Noting that the script began as a writing project when he was a film student at New York University, Cohen described how it eventually ballooned into a project that both he and the director believed they now had the means to realize its creative potential. “However, through all that time, one thing refused to fade: the image of a man viciously scratching himself, desperate for relief. That image stayed lodged in both my mind and Alex’s, and soon we began talking it through again, until a thread emerged that suddenly made the whole story snap into place,” Cohen wrote. “From there I sat down to write, reshaping the original themes of comfort, guilt, and anxiety to fit this new odyssey we’d built together.” 

Jose Medina appears in ¡PIKA! by Alex Fischman Cārdenas, an official selection of the 2026 Sundance Film Festival. Courtesy of Sundance Institute | photo by Mika Altskan.

The sextet of films in the Midnight Short Program checked all of the boxes on the creative brief. The Worm by Tom Noakes is a surreal comedy about a young man’s outlandish belief that brings about a family intervention. This short joins six other films from Australia that are represented in Sundance this year. 

Taga by Jill Marie Sachs effectively extends the creature horror genre with a bristling critique ricocheting back on those who believe their eco-tourism volunteer efforts are for the good of the area and the people in the affected community. Vivi, a third-culture Filipina American, travels to the Philippines to reconnect with her roots but dangers ensue when the group ignores the warnings from those living in the remote landscape. 
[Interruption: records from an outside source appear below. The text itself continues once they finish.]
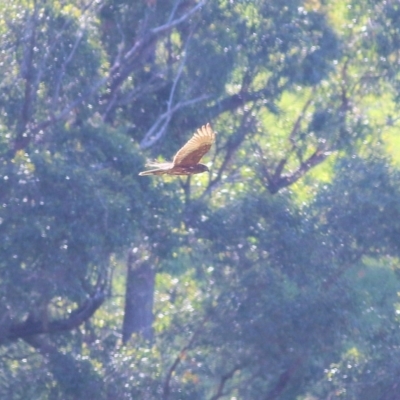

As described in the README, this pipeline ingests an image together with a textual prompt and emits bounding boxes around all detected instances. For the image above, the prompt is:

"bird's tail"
[139,168,167,176]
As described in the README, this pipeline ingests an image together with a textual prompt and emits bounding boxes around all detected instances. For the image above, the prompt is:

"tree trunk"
[122,248,155,343]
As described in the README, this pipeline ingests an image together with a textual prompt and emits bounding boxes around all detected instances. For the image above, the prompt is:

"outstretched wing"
[172,124,215,167]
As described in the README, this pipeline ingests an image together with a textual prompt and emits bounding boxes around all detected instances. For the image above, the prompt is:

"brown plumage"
[139,124,215,176]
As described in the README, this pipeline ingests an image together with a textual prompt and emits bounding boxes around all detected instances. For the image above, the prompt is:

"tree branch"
[3,291,105,340]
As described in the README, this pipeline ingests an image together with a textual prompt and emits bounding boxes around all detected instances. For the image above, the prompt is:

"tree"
[0,0,399,399]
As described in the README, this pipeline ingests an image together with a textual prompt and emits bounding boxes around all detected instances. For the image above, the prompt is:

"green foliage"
[0,0,400,400]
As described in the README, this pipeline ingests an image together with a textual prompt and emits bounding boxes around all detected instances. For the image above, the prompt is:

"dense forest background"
[0,0,400,400]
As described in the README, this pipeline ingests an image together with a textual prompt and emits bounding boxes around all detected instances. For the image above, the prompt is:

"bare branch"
[151,0,207,34]
[2,290,105,340]
[140,95,209,149]
[162,318,208,400]
[210,366,241,400]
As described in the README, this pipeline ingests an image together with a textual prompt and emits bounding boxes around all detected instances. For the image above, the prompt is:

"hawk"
[139,124,215,176]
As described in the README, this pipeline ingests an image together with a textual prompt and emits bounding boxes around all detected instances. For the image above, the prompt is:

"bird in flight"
[139,124,215,176]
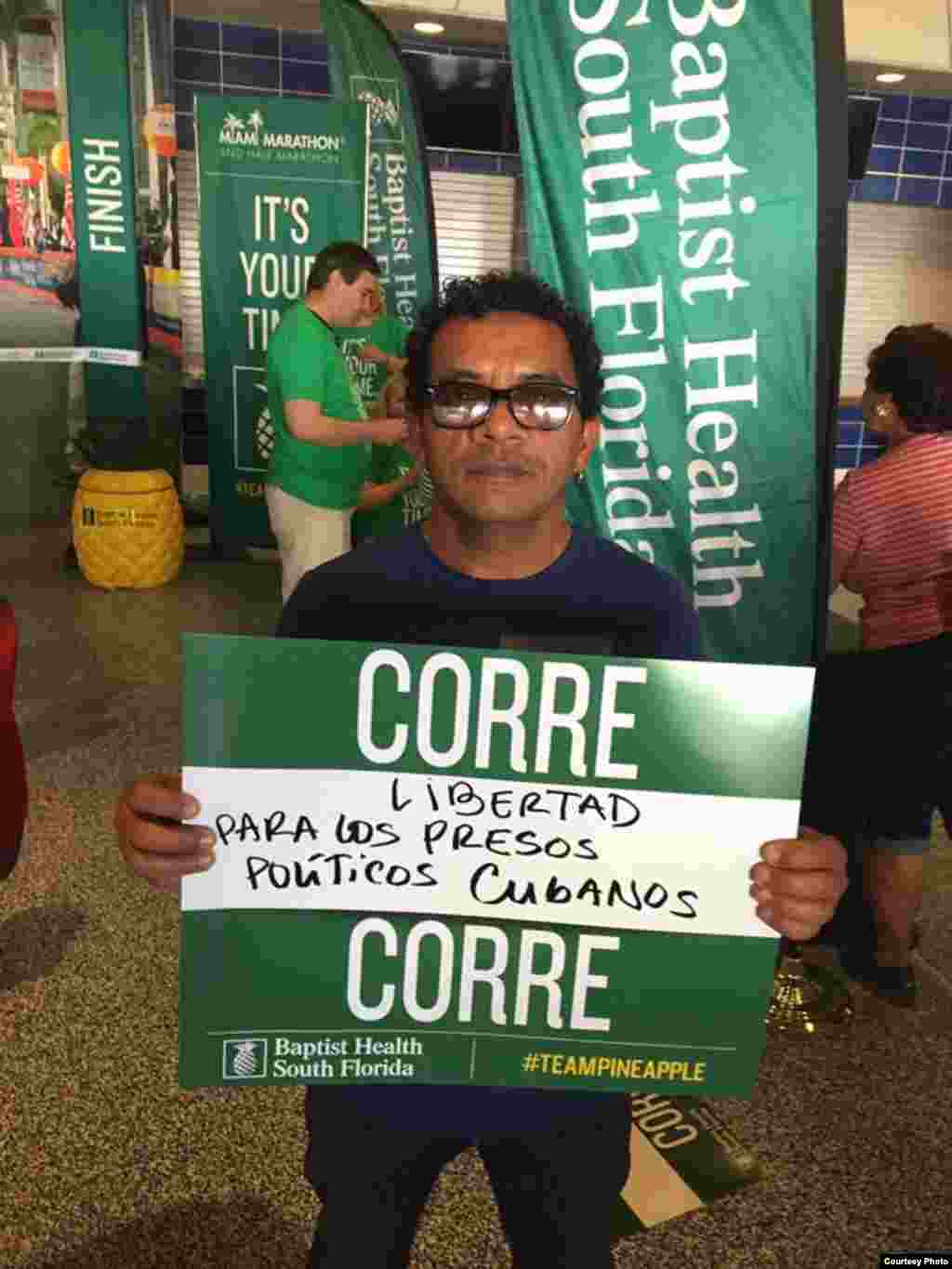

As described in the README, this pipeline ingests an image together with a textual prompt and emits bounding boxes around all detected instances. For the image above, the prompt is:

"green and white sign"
[195,97,368,546]
[508,0,827,664]
[180,636,813,1096]
[63,0,146,420]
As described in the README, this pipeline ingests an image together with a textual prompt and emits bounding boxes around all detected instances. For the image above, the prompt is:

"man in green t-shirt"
[337,289,433,546]
[264,243,406,601]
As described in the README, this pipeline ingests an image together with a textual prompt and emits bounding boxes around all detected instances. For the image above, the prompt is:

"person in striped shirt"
[831,324,952,1005]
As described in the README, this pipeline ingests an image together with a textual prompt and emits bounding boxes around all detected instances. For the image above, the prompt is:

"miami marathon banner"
[195,97,368,546]
[509,0,847,664]
[179,636,813,1096]
[321,0,437,326]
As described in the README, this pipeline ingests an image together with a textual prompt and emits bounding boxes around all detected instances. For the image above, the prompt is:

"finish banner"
[63,0,146,420]
[195,97,368,547]
[508,0,832,664]
[179,636,813,1096]
[321,0,437,326]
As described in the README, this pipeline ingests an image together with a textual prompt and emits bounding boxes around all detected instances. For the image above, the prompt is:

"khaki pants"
[264,484,354,604]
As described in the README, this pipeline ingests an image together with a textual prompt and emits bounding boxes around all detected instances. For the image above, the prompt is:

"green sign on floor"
[180,636,813,1096]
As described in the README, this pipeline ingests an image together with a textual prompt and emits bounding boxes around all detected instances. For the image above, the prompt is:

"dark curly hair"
[406,269,603,418]
[866,323,952,431]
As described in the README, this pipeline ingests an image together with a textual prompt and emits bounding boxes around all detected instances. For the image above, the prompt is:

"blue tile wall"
[174,18,330,150]
[834,404,886,467]
[849,93,952,208]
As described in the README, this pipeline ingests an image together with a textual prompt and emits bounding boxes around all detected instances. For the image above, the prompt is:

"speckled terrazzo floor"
[0,529,952,1269]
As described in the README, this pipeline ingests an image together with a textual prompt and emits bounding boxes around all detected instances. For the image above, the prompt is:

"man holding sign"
[117,274,845,1269]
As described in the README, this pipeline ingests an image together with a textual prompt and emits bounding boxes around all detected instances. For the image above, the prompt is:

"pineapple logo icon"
[222,1039,268,1080]
[254,383,274,467]
[350,75,403,141]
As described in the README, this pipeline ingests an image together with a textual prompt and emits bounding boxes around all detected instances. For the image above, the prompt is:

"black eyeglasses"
[425,379,581,431]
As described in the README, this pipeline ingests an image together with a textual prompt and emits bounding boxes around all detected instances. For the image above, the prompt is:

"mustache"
[465,456,535,476]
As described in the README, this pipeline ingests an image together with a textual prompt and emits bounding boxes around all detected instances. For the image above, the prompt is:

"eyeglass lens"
[433,383,575,430]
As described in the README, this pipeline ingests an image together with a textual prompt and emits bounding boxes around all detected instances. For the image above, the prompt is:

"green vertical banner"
[195,97,368,546]
[63,0,146,418]
[509,0,847,664]
[321,0,437,326]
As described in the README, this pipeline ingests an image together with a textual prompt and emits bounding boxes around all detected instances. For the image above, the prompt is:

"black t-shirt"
[278,525,702,660]
[271,525,702,1137]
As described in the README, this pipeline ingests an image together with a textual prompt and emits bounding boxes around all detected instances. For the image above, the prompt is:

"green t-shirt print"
[337,317,410,404]
[350,445,433,546]
[267,299,371,510]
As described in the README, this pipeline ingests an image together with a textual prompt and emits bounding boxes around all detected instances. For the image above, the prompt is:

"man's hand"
[373,416,410,445]
[115,775,215,894]
[750,828,847,942]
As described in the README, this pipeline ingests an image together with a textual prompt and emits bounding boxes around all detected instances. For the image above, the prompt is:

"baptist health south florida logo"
[222,1039,268,1080]
[350,75,403,141]
[231,365,274,473]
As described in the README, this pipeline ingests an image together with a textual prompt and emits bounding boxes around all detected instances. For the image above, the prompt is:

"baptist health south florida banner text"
[179,636,813,1096]
[509,0,822,664]
[321,0,437,326]
[195,97,368,546]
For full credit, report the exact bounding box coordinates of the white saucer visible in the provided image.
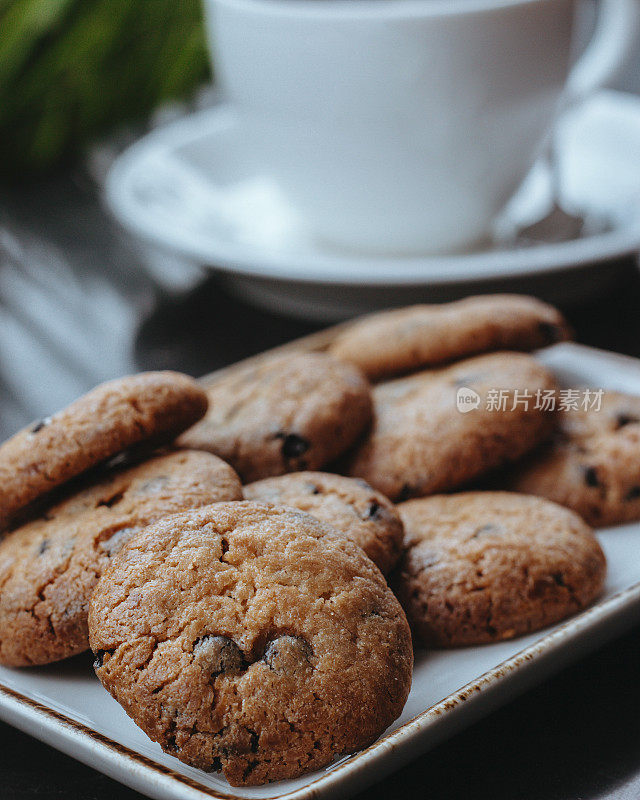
[106,91,640,319]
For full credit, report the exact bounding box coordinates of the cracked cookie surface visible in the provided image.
[330,294,571,380]
[395,492,606,647]
[243,472,402,575]
[0,372,207,525]
[89,502,413,785]
[508,392,640,527]
[0,451,242,666]
[179,353,371,483]
[348,353,555,501]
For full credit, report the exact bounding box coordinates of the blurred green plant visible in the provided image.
[0,0,208,176]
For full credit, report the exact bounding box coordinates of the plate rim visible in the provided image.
[104,90,640,286]
[0,581,640,800]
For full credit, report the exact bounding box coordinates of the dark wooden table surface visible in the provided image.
[0,170,640,800]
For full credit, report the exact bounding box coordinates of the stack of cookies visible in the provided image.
[0,295,624,785]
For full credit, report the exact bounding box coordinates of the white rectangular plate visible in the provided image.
[0,338,640,800]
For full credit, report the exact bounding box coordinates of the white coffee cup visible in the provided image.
[205,0,640,254]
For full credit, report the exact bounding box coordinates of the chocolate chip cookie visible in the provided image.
[0,372,207,524]
[348,353,555,501]
[330,294,571,380]
[244,472,402,575]
[0,451,242,666]
[397,492,606,647]
[508,390,640,527]
[89,502,413,785]
[179,353,371,482]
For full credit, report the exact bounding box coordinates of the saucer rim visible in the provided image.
[104,90,640,286]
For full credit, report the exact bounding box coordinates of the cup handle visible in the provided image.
[563,0,640,109]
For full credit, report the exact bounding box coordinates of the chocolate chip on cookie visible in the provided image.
[0,372,207,524]
[396,492,606,647]
[179,353,371,482]
[348,353,555,501]
[89,502,413,785]
[244,472,402,574]
[330,294,571,380]
[0,450,242,666]
[507,392,640,527]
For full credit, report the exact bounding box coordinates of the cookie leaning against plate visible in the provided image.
[348,353,555,500]
[0,372,207,524]
[508,392,640,527]
[0,451,242,666]
[179,353,371,483]
[396,492,606,647]
[89,502,413,785]
[243,472,403,575]
[330,294,571,380]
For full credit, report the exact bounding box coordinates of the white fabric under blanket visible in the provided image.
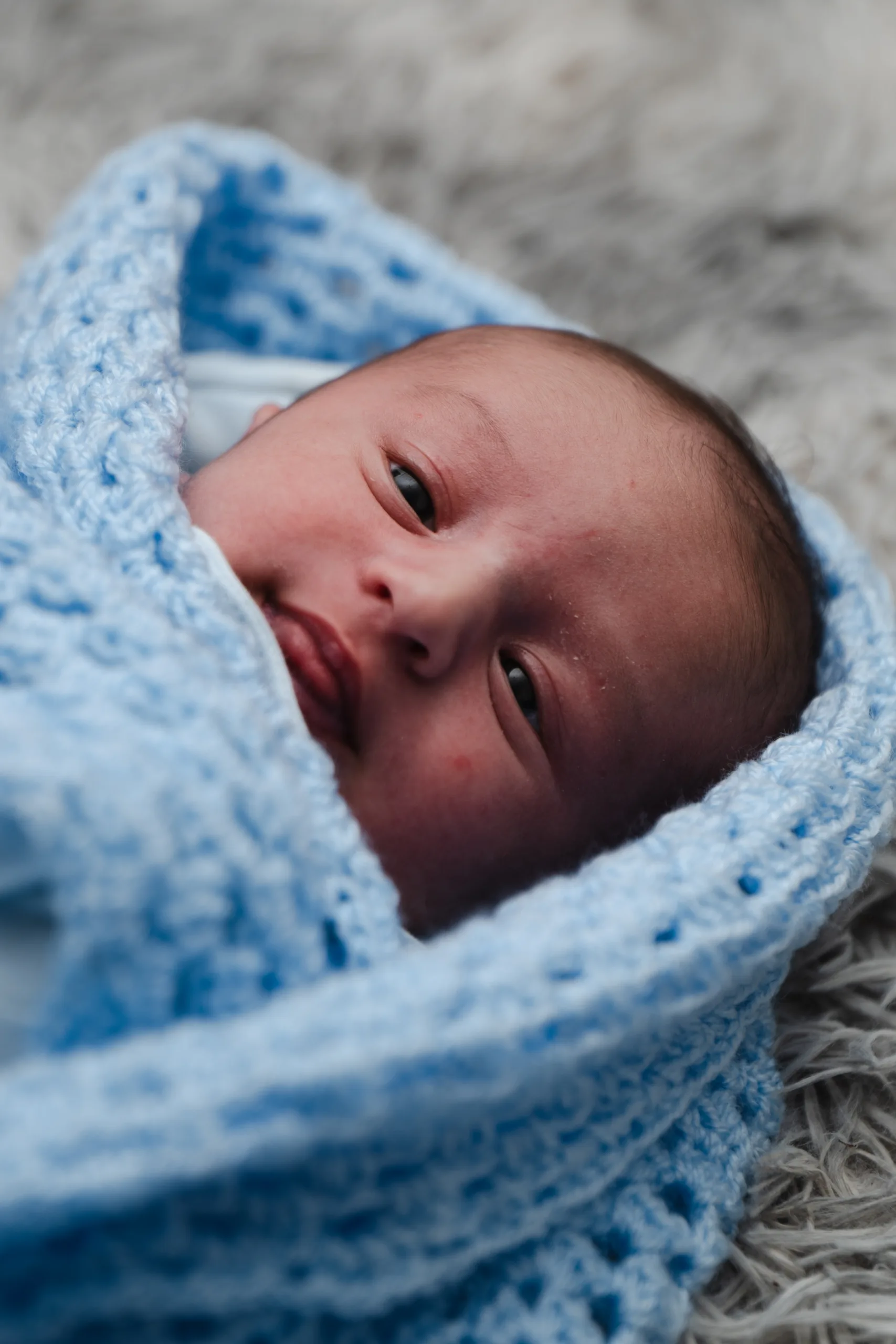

Homemade Gatorade by Carter Amelia Davis, an independent animator based in Minneapolis, is a well-executed off-kilter and dark comedy with the astute zeitgeist that encapsulates our social media and sociopolitical landscape with undeniable accuracy. The starting premise of trying to offload a homemade creamy surplus of homemade Gatorade sets everything in motion. One can be easily hooked on Davis’ idiosyncratic visual style which makes the viewer laugh even when they wonder whether or not they actually should do so.

Um by Nieto fits the Midnight bill to a T, with its over-the-top psychedelic sensations. Nieto describes himself as a French Colombian perversionist artist who has been persecuted by animal defenders and Hare Krishnas. Um would be an accurate assertion of the creator. The short is set in dystopian chaos, as the eggs of the bird people are haunted by demonic visages. The short is based on the work of Daïchi Mori, with whom Nieto has developed a collaborative artistic relationship. In an interview, Mori said about the relationship, “At the beginning I didn’t want to exhibit my work, I thought my art was just for me, something intimate that nobody has to see (as with my face), but he insisted so much that finally my grandmother convinced me to do it. He also made a short animation movie, using my rolls, it’s not bad, it’s called, Swallow the Universe.